È qui che va ripresa la valenza storica del suo pontificato e della sua santità. Luciani è un Papa attuale. E la sua grandezza è ancora tutta da riscoprire, per ricomprendere anche il presente. La sua causa di canonizzazione è stata l’inizio di questa riscoperta. Un lavoro di ricerca e di elaborazione enorme che riveste importanza anche dal punto vista storiografico, data la scarsità di contributi scientifici prodotti sulla vita e sulla sua opera. Una ricerca sulle fonti mai compiuta prima, che è stata condotta senza cedere alla fretta, col passo rigoroso del metodo storico- critico per una riconsegna doverosa alla memoria di Giovanni Paolo I. Oggi, alle 9, il cardinale Beniamino Stella, postulatore della causa di canonizzazione, celebra l’Eucaristia nelle Grotte vaticane in memoria di Giovanni Paolo I che morì il 28 settembre 1978.
Luciani non fu ucciso. È stato ucciso post mortem dall’assordante silenzio di quanti non hanno potuto trarre vantaggi personali in termini di potere, onori, fama e gloria dal suo fugace passaggio, dalla sua limpida e scarna testimonianza evangelica. Dal sussiego di un oblio storico e storiografico perché sfuggente agli incasellamenti, ai riscontri in chiave ideologica di quanti allora, come oggi, confrontano gesti e parole con la tabella dei valori stabiliti dai progressisti o dai conservatori.

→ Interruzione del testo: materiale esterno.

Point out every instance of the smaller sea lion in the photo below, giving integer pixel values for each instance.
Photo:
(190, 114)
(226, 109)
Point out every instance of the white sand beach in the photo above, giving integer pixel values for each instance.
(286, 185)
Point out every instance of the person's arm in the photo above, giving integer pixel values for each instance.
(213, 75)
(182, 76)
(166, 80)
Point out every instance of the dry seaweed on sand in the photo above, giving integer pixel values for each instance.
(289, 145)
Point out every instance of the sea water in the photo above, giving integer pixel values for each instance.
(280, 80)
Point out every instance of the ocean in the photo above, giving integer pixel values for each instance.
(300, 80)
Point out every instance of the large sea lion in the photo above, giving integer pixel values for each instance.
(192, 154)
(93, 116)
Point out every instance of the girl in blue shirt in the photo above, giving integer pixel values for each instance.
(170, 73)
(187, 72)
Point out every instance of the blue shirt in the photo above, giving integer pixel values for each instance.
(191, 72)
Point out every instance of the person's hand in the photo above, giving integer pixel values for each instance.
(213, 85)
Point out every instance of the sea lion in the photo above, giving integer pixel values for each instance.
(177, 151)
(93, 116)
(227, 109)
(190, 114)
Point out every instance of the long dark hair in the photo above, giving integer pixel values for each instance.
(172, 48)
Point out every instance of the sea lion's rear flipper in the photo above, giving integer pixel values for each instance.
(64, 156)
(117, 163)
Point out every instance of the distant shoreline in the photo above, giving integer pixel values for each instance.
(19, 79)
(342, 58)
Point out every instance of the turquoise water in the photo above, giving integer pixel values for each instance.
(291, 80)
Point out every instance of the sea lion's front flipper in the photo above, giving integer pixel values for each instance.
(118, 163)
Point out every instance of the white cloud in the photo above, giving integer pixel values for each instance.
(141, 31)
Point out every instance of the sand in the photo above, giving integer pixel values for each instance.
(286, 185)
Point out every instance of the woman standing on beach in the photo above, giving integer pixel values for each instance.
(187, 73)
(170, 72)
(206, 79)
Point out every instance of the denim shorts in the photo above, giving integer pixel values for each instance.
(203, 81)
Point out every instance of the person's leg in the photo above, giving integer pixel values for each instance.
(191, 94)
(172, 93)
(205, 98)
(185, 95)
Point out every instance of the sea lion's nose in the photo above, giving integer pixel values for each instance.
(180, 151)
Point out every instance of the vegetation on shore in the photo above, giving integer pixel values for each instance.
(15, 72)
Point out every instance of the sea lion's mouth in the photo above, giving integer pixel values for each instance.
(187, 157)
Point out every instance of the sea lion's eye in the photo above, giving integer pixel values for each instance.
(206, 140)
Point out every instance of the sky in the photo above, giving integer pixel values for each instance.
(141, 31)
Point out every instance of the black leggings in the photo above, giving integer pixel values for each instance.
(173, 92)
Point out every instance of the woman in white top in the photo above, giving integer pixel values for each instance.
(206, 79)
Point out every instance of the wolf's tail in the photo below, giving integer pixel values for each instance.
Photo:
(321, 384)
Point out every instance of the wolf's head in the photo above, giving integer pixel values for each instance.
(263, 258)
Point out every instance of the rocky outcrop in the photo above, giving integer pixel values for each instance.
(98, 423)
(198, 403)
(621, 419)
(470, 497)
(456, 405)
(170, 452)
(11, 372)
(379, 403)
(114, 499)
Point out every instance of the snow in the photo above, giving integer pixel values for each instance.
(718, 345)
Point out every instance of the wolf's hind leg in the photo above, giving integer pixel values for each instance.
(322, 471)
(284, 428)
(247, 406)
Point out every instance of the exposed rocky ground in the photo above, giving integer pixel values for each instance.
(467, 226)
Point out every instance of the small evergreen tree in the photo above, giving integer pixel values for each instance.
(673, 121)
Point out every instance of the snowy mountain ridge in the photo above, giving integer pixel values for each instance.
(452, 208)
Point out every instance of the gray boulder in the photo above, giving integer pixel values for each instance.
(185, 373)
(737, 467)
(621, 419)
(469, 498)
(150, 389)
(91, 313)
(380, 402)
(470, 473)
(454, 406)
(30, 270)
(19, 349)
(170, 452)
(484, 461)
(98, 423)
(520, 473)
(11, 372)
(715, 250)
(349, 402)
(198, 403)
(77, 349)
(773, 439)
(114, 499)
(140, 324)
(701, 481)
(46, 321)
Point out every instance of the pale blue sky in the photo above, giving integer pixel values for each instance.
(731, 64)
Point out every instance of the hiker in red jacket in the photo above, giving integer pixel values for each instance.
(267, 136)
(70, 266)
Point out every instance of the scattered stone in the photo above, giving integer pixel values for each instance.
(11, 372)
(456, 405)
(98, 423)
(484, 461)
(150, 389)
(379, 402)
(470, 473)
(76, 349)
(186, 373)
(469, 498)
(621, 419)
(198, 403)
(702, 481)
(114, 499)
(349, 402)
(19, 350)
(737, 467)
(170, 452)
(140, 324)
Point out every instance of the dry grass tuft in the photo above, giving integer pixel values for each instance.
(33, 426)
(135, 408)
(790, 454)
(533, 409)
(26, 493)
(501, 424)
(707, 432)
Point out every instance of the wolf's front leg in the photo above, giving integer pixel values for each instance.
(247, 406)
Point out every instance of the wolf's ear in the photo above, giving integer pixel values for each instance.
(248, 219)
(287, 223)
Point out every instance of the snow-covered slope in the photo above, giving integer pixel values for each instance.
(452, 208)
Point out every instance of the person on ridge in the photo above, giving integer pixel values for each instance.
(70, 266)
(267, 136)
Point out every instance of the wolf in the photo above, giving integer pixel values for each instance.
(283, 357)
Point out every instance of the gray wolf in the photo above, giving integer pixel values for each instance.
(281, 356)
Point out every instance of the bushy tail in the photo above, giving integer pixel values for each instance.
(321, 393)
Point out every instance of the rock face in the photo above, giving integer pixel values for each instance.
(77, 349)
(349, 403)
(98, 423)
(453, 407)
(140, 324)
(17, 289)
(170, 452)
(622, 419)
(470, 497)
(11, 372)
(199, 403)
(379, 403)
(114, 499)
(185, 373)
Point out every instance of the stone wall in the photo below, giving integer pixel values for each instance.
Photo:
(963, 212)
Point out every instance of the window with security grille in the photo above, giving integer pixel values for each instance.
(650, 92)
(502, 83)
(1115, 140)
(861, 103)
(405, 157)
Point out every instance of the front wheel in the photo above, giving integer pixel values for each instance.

È stato ucciso post mortem dal ridicolo accredito a certa fumettistica noir che ha speculato su una damnatio memoriae per la quale valgono le parole di Cristo agli scribi e ai farisei: “Io vi dico che, se questi taceranno, grideranno le pietre”. Dalla morte di Giovanni Paolo I una fama di santità e di segni non artefatta, non montata, si è diffusa sempre più in crescendo spontaneamente e universalmente. La voce degli umili ha scalzato il silenzio. Hanno gridato le pietre.